With respect to its loans made or renewed by it or loan obligations hereunder as
Lender, the Agent shall have the same rights and powers, duties and liabilities
under this Financing Agreement as any Lender and may exercise the same as though
it was not the Agent and the terms "Lender" and "Lenders" shall include the
Agent in its individual capacity.
     
     14.9  The Agent may resign as the Agent upon 30 days' notice to the Lenders
and such resignation shall be effective upon the appointment of a successor
Agent.  If the Agent shall resign as Agent, then the Lenders shall appoint a
successor Agent for the Lenders whereupon such successor Agent shall succeed to
the rights, powers and duties of the Agent and the term "Agent" shall mean such
successor agent effective upon its appointment, and the former Agent's rights,
powers and duties as Agent shall be terminated, without any other or further act
or deed on the part of such former Agent or any of the parties to this Financing
Agreement.  After any retiring Agent's resignation hereunder as the Agent the
provisions of this Section 14 shall inure to its benefit as to any actions taken
or omitted to be taken by it while it was the Agent.

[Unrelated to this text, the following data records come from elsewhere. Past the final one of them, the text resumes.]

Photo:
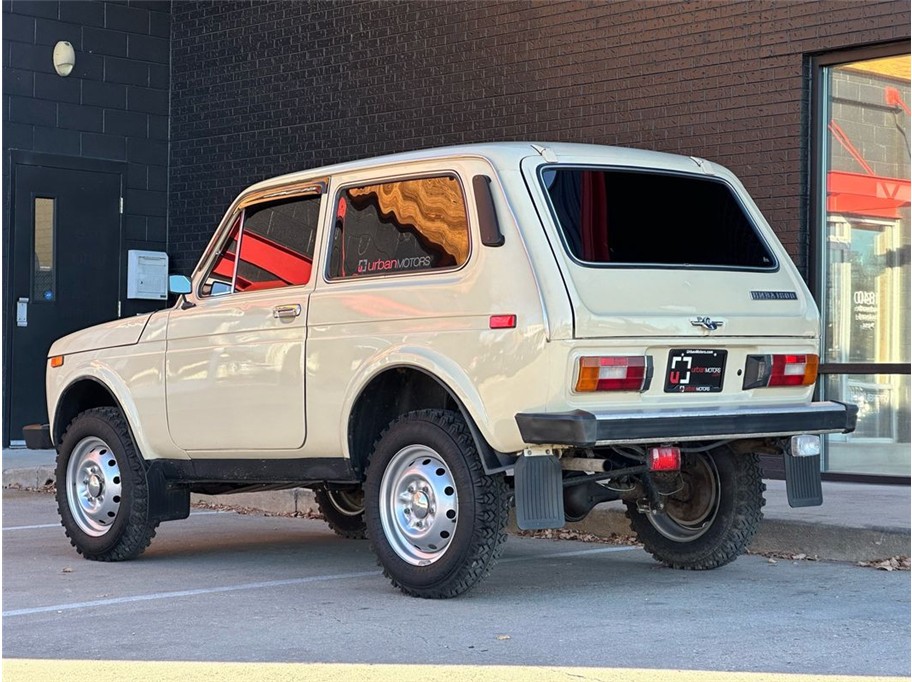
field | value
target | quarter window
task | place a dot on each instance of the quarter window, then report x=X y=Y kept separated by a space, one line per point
x=613 y=217
x=396 y=227
x=276 y=248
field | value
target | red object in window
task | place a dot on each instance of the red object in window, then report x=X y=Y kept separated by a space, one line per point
x=286 y=264
x=867 y=195
x=594 y=218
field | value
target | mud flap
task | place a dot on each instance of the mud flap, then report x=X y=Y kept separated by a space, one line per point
x=539 y=493
x=802 y=481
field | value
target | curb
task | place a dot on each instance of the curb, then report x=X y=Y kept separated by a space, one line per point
x=776 y=536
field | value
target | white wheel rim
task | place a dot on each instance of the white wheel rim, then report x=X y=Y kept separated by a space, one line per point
x=94 y=486
x=419 y=506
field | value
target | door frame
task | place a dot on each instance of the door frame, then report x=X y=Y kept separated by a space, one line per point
x=16 y=157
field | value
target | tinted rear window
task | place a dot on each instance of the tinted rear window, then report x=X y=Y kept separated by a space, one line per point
x=625 y=217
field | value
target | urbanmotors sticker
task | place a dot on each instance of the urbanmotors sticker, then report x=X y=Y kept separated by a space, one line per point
x=386 y=264
x=774 y=296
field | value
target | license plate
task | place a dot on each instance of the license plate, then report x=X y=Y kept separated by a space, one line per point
x=695 y=371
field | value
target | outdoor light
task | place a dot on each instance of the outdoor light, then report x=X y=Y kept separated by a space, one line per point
x=64 y=58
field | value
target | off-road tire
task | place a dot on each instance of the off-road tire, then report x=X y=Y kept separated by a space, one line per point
x=131 y=530
x=341 y=511
x=476 y=541
x=730 y=531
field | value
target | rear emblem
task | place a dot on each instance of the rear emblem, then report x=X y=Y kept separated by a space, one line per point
x=707 y=323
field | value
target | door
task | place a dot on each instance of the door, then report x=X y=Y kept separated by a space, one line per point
x=65 y=272
x=235 y=355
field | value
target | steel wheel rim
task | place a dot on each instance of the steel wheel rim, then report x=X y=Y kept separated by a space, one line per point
x=94 y=486
x=347 y=503
x=419 y=506
x=685 y=519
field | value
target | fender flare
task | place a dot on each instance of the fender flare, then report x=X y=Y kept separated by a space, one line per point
x=449 y=376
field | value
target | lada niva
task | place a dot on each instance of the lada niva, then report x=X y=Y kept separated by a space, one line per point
x=428 y=338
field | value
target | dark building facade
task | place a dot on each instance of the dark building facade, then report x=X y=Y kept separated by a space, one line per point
x=262 y=88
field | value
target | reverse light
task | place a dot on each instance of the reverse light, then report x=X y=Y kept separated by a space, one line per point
x=614 y=373
x=805 y=445
x=761 y=371
x=664 y=459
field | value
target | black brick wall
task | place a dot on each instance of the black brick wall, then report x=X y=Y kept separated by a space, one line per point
x=266 y=88
x=113 y=106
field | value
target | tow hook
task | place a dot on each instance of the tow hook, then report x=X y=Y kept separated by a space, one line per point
x=653 y=502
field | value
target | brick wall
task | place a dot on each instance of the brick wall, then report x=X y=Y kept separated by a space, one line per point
x=266 y=88
x=113 y=106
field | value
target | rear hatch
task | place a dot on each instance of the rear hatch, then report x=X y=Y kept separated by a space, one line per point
x=658 y=246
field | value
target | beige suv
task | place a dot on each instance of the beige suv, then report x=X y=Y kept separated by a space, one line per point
x=425 y=338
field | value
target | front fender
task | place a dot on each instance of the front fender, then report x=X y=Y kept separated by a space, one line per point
x=140 y=397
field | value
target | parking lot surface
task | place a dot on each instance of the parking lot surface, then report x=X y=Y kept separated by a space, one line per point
x=232 y=587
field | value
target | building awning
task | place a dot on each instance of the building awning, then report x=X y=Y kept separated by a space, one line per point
x=866 y=195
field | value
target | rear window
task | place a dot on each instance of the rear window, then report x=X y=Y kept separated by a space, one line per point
x=612 y=217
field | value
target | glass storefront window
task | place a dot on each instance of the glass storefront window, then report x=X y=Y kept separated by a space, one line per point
x=866 y=254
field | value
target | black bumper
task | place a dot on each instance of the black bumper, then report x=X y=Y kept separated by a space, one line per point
x=37 y=437
x=581 y=428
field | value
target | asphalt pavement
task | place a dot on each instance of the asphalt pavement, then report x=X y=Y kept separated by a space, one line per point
x=222 y=586
x=857 y=522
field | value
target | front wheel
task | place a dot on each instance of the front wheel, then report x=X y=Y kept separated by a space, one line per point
x=435 y=520
x=711 y=514
x=102 y=492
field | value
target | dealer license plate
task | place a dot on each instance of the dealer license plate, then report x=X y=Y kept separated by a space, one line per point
x=695 y=370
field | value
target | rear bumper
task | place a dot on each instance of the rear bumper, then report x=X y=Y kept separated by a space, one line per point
x=581 y=428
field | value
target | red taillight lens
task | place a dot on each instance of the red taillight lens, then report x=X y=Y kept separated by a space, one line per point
x=780 y=370
x=502 y=321
x=663 y=459
x=615 y=373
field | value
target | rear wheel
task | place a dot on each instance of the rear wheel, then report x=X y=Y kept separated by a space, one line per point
x=435 y=520
x=343 y=510
x=711 y=515
x=102 y=493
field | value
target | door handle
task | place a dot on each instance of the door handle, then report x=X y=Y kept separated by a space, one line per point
x=286 y=311
x=22 y=312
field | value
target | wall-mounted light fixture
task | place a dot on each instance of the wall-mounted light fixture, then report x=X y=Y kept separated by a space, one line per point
x=64 y=58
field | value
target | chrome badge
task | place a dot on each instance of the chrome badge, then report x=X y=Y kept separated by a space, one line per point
x=707 y=323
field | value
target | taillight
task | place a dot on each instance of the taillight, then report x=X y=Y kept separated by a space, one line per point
x=664 y=459
x=614 y=373
x=761 y=371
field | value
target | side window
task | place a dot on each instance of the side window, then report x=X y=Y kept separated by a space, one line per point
x=276 y=248
x=403 y=226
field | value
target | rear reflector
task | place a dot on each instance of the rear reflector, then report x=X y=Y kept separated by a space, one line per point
x=614 y=373
x=503 y=321
x=664 y=459
x=761 y=371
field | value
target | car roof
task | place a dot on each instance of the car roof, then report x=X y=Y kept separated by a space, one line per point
x=503 y=156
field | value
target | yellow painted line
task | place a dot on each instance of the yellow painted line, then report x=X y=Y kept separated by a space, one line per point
x=180 y=671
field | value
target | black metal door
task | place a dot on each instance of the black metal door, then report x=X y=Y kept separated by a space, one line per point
x=65 y=272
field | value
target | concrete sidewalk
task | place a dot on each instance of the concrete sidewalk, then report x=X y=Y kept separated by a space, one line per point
x=857 y=522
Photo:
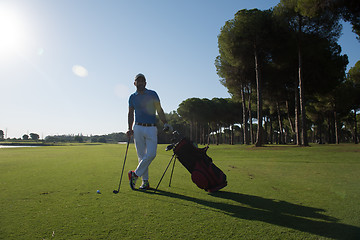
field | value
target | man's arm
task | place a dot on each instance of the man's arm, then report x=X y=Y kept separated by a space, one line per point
x=160 y=112
x=130 y=132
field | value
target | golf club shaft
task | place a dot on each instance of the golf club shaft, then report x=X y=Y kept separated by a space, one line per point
x=122 y=171
x=164 y=173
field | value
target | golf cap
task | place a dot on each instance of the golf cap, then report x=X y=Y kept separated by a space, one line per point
x=140 y=75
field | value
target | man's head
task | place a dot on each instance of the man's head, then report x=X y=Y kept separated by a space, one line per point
x=140 y=82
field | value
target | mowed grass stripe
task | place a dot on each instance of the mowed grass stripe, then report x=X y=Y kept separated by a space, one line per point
x=275 y=192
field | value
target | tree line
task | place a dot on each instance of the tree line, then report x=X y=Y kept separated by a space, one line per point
x=287 y=77
x=287 y=60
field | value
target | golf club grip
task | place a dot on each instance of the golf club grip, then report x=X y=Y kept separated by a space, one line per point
x=122 y=171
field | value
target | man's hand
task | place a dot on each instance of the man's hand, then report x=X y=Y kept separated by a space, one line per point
x=129 y=133
x=167 y=128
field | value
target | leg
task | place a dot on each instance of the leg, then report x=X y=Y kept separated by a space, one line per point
x=150 y=134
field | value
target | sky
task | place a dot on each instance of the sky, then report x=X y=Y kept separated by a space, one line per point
x=68 y=67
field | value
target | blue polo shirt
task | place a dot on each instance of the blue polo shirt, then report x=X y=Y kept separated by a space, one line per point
x=144 y=105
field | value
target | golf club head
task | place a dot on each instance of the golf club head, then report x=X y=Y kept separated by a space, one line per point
x=169 y=147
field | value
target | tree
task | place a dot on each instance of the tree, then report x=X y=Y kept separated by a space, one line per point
x=322 y=25
x=243 y=40
x=354 y=84
x=348 y=10
x=34 y=136
x=78 y=139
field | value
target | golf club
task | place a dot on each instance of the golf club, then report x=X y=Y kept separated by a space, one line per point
x=122 y=171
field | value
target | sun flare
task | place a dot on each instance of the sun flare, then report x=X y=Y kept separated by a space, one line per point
x=12 y=31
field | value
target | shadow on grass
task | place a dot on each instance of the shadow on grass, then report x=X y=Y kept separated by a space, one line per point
x=280 y=213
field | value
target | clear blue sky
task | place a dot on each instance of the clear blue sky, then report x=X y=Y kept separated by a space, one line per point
x=67 y=66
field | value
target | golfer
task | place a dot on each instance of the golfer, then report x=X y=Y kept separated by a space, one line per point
x=144 y=103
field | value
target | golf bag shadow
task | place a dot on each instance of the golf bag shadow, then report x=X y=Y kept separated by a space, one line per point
x=204 y=173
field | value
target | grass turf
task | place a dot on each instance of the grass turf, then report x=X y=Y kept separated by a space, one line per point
x=274 y=192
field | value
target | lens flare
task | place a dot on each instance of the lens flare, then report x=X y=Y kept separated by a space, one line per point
x=80 y=71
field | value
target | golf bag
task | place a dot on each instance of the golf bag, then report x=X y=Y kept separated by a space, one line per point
x=203 y=171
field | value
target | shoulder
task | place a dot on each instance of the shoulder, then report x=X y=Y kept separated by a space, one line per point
x=151 y=92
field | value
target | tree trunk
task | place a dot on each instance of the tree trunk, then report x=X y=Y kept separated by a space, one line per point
x=259 y=133
x=290 y=121
x=245 y=125
x=337 y=141
x=281 y=137
x=356 y=141
x=271 y=132
x=304 y=140
x=250 y=118
x=297 y=122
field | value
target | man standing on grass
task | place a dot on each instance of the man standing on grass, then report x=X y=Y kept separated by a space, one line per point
x=144 y=103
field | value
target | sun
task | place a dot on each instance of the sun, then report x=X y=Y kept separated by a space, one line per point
x=12 y=31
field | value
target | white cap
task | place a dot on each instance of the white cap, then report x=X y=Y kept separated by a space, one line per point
x=139 y=75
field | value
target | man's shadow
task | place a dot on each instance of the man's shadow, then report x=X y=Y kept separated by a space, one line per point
x=280 y=213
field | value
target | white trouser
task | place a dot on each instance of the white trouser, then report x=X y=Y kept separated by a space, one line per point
x=145 y=139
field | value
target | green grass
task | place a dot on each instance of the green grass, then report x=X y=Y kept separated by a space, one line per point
x=274 y=192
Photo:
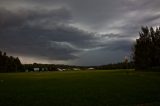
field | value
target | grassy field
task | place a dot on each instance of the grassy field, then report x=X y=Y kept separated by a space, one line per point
x=81 y=88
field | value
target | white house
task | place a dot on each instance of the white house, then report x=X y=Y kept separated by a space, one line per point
x=36 y=69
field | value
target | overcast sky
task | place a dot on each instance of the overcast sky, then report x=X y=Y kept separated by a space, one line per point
x=77 y=32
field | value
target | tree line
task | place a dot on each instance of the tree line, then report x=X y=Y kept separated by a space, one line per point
x=9 y=63
x=146 y=52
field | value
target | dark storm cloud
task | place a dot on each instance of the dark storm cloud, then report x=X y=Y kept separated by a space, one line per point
x=44 y=34
x=90 y=31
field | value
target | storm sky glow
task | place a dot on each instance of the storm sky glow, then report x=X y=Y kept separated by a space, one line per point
x=77 y=32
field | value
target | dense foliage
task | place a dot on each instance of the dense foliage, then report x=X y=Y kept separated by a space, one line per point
x=9 y=63
x=147 y=49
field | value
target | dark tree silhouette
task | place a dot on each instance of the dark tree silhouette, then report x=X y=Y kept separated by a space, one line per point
x=9 y=64
x=147 y=49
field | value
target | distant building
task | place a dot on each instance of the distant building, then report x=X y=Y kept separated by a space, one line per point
x=76 y=69
x=59 y=69
x=90 y=68
x=36 y=69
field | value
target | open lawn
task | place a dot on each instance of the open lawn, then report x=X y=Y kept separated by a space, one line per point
x=80 y=88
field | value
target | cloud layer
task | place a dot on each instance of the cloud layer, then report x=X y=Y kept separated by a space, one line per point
x=90 y=32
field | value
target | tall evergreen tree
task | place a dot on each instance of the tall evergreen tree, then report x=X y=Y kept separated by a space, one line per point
x=147 y=49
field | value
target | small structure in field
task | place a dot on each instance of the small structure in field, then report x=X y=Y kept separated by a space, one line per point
x=36 y=69
x=59 y=69
x=76 y=69
x=90 y=68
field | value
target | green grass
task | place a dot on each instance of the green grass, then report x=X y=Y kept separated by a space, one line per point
x=80 y=88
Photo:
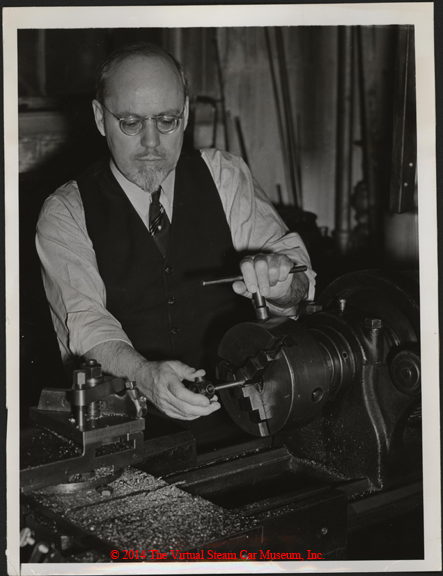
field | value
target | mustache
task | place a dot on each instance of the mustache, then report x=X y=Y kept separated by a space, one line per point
x=155 y=156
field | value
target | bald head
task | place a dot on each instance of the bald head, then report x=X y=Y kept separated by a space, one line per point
x=129 y=57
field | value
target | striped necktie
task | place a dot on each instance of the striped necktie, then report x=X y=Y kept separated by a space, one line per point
x=159 y=225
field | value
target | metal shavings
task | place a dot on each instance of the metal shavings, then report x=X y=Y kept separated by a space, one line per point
x=130 y=481
x=173 y=519
x=146 y=513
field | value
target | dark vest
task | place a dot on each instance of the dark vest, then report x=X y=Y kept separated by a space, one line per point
x=160 y=302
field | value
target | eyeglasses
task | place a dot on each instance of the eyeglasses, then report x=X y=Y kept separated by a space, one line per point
x=133 y=125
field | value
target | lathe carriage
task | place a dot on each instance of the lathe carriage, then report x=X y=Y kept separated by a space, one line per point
x=328 y=418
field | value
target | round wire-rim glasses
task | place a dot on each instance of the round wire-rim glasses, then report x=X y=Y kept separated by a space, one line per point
x=133 y=125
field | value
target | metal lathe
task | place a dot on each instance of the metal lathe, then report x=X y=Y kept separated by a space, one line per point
x=328 y=409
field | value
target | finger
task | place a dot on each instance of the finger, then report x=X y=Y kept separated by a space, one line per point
x=284 y=266
x=274 y=271
x=240 y=288
x=179 y=391
x=247 y=267
x=262 y=274
x=188 y=412
x=185 y=372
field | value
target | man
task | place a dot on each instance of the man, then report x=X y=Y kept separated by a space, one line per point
x=125 y=247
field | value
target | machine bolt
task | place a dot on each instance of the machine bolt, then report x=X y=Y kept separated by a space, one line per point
x=313 y=307
x=317 y=395
x=373 y=323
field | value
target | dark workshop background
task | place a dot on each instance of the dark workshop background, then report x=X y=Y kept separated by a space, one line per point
x=324 y=116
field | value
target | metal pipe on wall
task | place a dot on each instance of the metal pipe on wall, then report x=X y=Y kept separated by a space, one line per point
x=344 y=138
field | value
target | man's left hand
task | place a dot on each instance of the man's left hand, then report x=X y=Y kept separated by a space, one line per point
x=269 y=274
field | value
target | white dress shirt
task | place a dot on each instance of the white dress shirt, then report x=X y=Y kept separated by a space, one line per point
x=74 y=288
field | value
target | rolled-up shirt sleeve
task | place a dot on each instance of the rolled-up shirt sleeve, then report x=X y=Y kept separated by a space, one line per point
x=74 y=288
x=255 y=225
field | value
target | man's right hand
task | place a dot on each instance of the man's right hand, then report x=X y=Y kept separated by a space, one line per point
x=161 y=382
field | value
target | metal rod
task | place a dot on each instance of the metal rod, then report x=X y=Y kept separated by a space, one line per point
x=293 y=270
x=229 y=384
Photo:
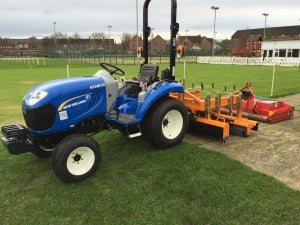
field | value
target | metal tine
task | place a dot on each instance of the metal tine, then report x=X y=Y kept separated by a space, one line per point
x=207 y=105
x=218 y=102
x=230 y=105
x=239 y=105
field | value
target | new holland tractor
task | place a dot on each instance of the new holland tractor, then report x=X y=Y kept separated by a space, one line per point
x=62 y=115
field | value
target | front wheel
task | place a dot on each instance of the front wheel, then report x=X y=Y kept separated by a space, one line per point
x=166 y=123
x=76 y=158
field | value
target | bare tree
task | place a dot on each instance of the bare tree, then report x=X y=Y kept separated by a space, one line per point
x=33 y=42
x=126 y=37
x=59 y=35
x=76 y=35
x=225 y=46
x=98 y=35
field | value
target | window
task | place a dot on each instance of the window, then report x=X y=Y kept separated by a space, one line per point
x=265 y=54
x=270 y=53
x=295 y=53
x=282 y=52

     14.10  Notwithstanding anything contained in this Financing Agreement to
the contrary, the Agent will not, without the prior written consent of all
Lenders: (a) amend the Financing Agreement to (i) increase the Line of Credit;
(ii) reduce the interest rates; (iii) reduce or waive (x) any fees in which the
Lenders share hereunder, or (y) the repayment of any Obligations due the
Lenders; (iv) extend the maturity of the Obligations; or (v) alter or amend (x)
this Paragraph 14.10 or (y) the definitions of Eligible Accounts Receivable,
Eligible Inventory, Inventory Loan Cap, Collateral or Required Lenders, or (vi)
increase the advance percentages against Eligible Accounts Receivable or
Eligible Inventory or alter or amend the Agent's criteria for determining
compliance with such definitions of Eligible Accounts Receivable and/or Eligible
Inventory if the effect thereof is to increase Availability; (b) except as
otherwise required in this Financing Agreement, release any guaranty or
Collateral in excess of $500,000 during any year, or (c) knowingly make any
Revolving Loan or assist in opening any Letter of Credit hereunder if after
giving effect thereto the total of Revolving Loans and Letters of Credit
hereunder for the Company would exceed  one hundred and ten percent (110%) of
the maximum amount available under this Financing Agreement (the portion in
excess of 100% of such maximum available amount shall be referred to herein as
the "Agent Permitted Overadvances"), provided that the Agent shall not be
entitled to continue to knowingly make such Agent Permitted Overadvances for a
period in excess of ninety (90)  days without the Lenders' consent, and provided
further that the foregoing limitations shall not prohibit or restrict advances
by the Agent to preserve and protect Collateral. Subject to the provisions of
Section 12, Paragraph 12.2 and the provisions of this Paragraph 14.10 of Section
14 of this Financing Agreement, in all other respects the Agent is authorized by
each of the Lenders to take such actions or fail to ake such actions under this
Financing Agreement if the Agent, in its reasonable discretion, deems such to be
advisable and in the best interest of the Lenders.  Notwithstanding any
provision to the contrary contained in this Financing Agreement (including the
provisions of Section 12, 


                                       65

<PAGE>


Paragraph 12.2 and Section 14, Paragraph 14.10 hereof) the Agent is 
authorized to take such actions or fail to take such actions in connection 
with (a) the exercise of (i) any and all rights and remedies under this 
Financing Agreement (including but not limited to the exercise of rights and 
remedies under Section 10, Paragraph 10.2 of this Financing Agreement) and 
(ii) its discretion in (x) determining compliance with the eligibility 
requirements of Eligible Accounts Receivable and/or Eligible Inventory and 
establishing reserves against Availability in connection therewith and/or (y) 
the making of Agent Permitted Overadvances, and/or (b) the release of 
Collateral not to exceed $250,000 in the aggregate during any Fiscal Year, 
and/or (c) curing any ambiguity, defect or inconsistency in the terms of this 
Financing Agreement; provided that the Agent, in its reasonable discretion, 
deems such to be advisable and in the best interests of the Lenders.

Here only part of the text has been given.